O ex-empresário disse ter tentado negociar o pagamento de um valor menor de locação com a distribuidora, sem conseguir. A Esso entrou com uma ação judicial e, depois de um ano, devolvi as chaves do posto na Justiça.
Oliveira trabalhou com comércio de motos durante 30 anos. Ao receber uma herança, desfez a antiga sociedade e resolveu apostar no novo negócio. Me arrependo de ter escolhido posto de gasolina. Quando vejo algum novo abrindo, fico com pena do dono. Eu perdi um terreno e duas casas que valiam R$ 95 mil. Ao todo, o prejuízo chegou a R$ 350 mil, contabiliza.

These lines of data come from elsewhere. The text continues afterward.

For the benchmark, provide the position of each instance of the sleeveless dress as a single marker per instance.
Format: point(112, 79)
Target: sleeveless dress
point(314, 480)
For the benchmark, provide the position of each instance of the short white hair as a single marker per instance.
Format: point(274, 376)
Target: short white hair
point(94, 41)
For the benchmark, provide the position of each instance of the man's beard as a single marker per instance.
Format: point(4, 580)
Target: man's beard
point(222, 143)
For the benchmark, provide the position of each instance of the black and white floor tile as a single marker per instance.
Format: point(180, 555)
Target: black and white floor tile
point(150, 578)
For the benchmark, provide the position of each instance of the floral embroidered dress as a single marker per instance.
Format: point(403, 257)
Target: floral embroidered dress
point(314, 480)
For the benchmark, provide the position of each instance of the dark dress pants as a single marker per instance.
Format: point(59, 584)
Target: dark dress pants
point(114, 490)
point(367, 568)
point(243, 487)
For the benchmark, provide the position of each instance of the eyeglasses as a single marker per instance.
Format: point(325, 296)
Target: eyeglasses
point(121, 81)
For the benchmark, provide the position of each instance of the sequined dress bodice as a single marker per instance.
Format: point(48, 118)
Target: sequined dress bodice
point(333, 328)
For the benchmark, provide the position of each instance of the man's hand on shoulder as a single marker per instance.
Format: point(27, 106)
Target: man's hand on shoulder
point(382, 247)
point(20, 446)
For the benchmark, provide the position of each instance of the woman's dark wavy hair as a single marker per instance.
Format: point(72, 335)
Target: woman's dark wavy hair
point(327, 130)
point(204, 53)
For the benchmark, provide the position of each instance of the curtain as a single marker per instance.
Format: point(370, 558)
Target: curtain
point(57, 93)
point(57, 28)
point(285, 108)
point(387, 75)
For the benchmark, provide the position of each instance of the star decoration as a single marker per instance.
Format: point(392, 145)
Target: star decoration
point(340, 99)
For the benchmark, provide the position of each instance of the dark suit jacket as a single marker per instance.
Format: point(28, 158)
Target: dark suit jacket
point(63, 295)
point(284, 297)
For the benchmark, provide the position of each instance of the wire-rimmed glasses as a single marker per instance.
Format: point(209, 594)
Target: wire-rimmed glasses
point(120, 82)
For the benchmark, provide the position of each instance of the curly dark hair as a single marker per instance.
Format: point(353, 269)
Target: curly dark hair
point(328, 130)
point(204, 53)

Uma fazenda, que também recebi de herança, está alienada. Depois que a ação for julgada, pretendo vendê-la para pagar minhas dívidas com outras distribuidoras, planeja. Ele diz que tem esperança em ganhar a ação. Depositei R$ 43 mil em juízo referente aos aluguéis. Mas estou pedindo o ressarcimento de R$ 26 mil que investi na reforma do posto e a devolução do pagamento do ponto, que custava R$ 2 mil por mês.
Oliveira avalia o ramo de combustíveis como sendo um negócio envolvente, em que o empresário perde dinheiro sem perceber. O dinheiro entra no caixa diariamente mas as dívidas são sempre altas. Além disso, a inadimplência é muito grande no setor, reclama. A Folha tentou entrar em contato com a Esso ontem à tarde mas não obteve retorno.(C.L.)